The question here is why is Virginia using a “history textbook” written by someone who isn’t even a historian? Who is stupid enough (or racist enough) to quote a widely debunked fairy tale used to bolster the Southern Myth…
What it looks like here is that neo-confederate racist Republicans who hold the Virginia Governor’s office are screwing up Virginia’s textbooks the same way the clowns did to Texas’ there.
A textbook distributed to Virginia fourth-graders says that thousands of African Americans fought for the South during the Civil War — a claim rejected by most historians but often made by groups seeking to play down slavery’s role as a cause of the conflict.
The passage appears in “Our Virginia: Past and Present,” which was distributed in the state’s public elementary schools for the first time last month. The author, Joy Masoff, who is not a trained historian but has written several books, said she found the information about black Confederate soldiers primarily through Internet research, which turned up work by members of the Sons of Confederate Veterans.
Scholars are nearly unanimous in calling these accounts of black Confederate soldiers a misrepresentation of history. Virginia education officials, after being told by The Washington Post of the issues related to the textbook, said that the vetting of the book was flawed and that they will contact school districts across the state to caution them against teaching the passage.
“Just because a book is approved doesn’t mean the Department of Education endorses every sentence,” said spokesman Charles Pyle. He also called the book’s assertion about black Confederate soldiers “outside mainstream Civil War scholarship.”
Masoff defended her work. “As controversial as it is, I stand by what I write,” she said. “I am a fairly respected writer.”
The issues first came to light after College of William & Mary historian Carol Sheriff opened her daughter’s copy of “Our Virginia” and saw the reference to black Confederate soldiers.
“It’s disconcerting that the next generation is being taught history based on an unfounded claim instead of accepted scholarship,” Sheriff said. “It concerns me not just as a professional historian but as a parent.”
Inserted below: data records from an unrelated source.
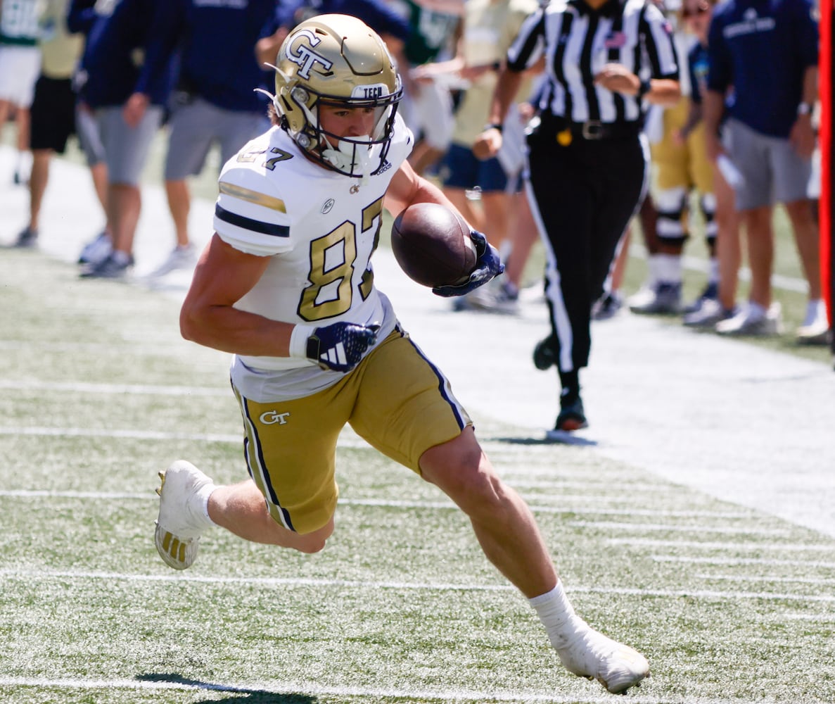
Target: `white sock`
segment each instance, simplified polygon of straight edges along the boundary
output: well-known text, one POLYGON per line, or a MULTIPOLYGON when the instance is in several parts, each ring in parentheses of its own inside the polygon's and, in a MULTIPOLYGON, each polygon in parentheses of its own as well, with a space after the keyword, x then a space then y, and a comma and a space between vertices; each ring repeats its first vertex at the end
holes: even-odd
POLYGON ((681 258, 677 254, 657 254, 656 273, 659 282, 681 283, 681 258))
POLYGON ((111 254, 110 256, 113 257, 113 260, 117 264, 127 264, 129 262, 130 262, 130 255, 126 254, 124 252, 119 252, 118 249, 115 252, 114 252, 113 254, 111 254))
POLYGON ((719 283, 719 260, 713 257, 707 263, 707 283, 719 283))
POLYGON ((748 310, 755 318, 765 318, 767 311, 758 303, 748 301, 748 310))
POLYGON ((579 628, 588 627, 585 621, 574 613, 559 580, 549 592, 534 596, 528 602, 536 610, 551 645, 557 650, 565 647, 571 640, 570 636, 579 628))
POLYGON ((205 522, 205 524, 202 528, 208 528, 217 525, 209 516, 209 497, 212 495, 212 492, 217 487, 215 484, 206 484, 197 492, 195 502, 196 505, 190 507, 194 518, 201 523, 205 522))

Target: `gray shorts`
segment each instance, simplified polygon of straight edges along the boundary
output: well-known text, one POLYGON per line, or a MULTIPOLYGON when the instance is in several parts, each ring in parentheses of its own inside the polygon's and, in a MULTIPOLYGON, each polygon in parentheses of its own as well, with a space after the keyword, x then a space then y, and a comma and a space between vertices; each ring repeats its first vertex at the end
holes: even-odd
POLYGON ((163 109, 159 105, 149 105, 139 124, 129 127, 122 117, 121 105, 96 110, 110 183, 139 185, 151 141, 159 130, 162 117, 163 109))
POLYGON ((81 102, 75 106, 75 134, 87 159, 87 166, 104 163, 107 157, 99 133, 99 123, 93 110, 81 102))
POLYGON ((169 120, 165 181, 197 176, 215 141, 220 145, 220 162, 225 164, 269 126, 266 109, 261 112, 228 110, 197 97, 175 105, 169 120))
POLYGON ((770 137, 737 120, 722 130, 725 148, 740 173, 736 210, 791 203, 809 197, 812 159, 800 156, 787 139, 770 137))

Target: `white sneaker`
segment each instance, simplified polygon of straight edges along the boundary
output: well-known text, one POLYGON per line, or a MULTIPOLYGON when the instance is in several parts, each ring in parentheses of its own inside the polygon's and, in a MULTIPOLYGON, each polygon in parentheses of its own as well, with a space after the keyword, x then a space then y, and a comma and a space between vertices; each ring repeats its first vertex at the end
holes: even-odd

Virginia, which is preparing to mark the 150th anniversary of the beginning of the Civil War, has long struggled to appropriately commemorate its Confederate past. The debate was reinvigorated this spring, when Gov. Robert F. McDonnell (R) introduced “Confederate History Month” in Virginia without mentioning slavery’s role in the Civil War. He later apologized.
The Sons of Confederate Veterans, a group of male descendants of Confederate soldiers based in Columbia, Tenn., has long maintained that substantial numbers of black soldiers fought for the South The group’s historian-in-chief, Charles Kelly Barrow, has written the book “Black Confederates.”
The Sons of Confederate Veterans also disputes the widely accepted conclusion that the struggle over slavery was the main cause of the Civil War. Instead, the group says, the war was fought “to preserve their homes and livelihood,” according to John Sawyer, chief of staff of the Sons of Confederate Veterans’ Army of Northern Virginia. He said the group was pleased that a state textbook accepted some of its views.
The state’s curriculum requires textbook publishers and educators to explore the role African Americans played in the Confederacy, including their work on plantations and on the sidelines of battle. Those standards have evolved in recent years to make lessons on the Civil War more inclusive in a state that is growing increasingly diverse.
When Masoff began work on the textbook, she said she consulted a variety of sources — history books, experts and the Internet. But when it came to one of the Civil War’s most controversial themes — the role of African Americans in the Confederacy — she relied primarily on an Internet search.